He looked at her, his lips twitching a little. Then he thought better of whatever he’d been about to say. He closed his eyes for an instant, then opened them and answered her honestly.
”She was lovely. I met her by the water—a pool in the river, where the water spreads out and there’s not even a ripple on the surface, but ye feel the spirit of the river moving through it just the same.” He’d seen her standing thigh-deep in the water, clothed but with her shirt drawn up and tied round her waist with a red scarf, holding a thin spear of sharpened wood and watching for fish.
“I canna think of her in—in her parts,” he said, his voice a little husky. “What her eyes looked like, her face…” He made an odd, graceful little gesture with his hand, as though he cupped Wakyo’teyehsnohsa’s cheek, then traveled the line of her neck and shoulder. “I only—when I think of her—” He glanced at her and made a hem noise in his throat. “Aye. Well. Aye, I think of her now and then. Not often. But when I do, I only think of her as all of a piece, and I canna tell ye in words what that looks like.”

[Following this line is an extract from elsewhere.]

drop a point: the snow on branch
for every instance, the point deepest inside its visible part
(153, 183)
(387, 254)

“Why should thee not think of her?” Rachel said, as gently as she could. “She was thy wife, the mother of—of your children.”
“Aye,” he said softly, and bent his head. She thought she might have chosen her place better; they were in the shed that served as a small barn and there was a farrowing sow in a pen right in front of them, a dozen fat piglets thrusting and grunting at her teats, a testament to fecundity.
“I need to tell ye something, Rachel,” he said, raising his head abruptly.
“Thee knows thee can tell me anything, Ian,” she said, and meant it, but her heart meant something different and began to beat faster.
And thanks to Amy Bettenhausen for the lovely bee photo!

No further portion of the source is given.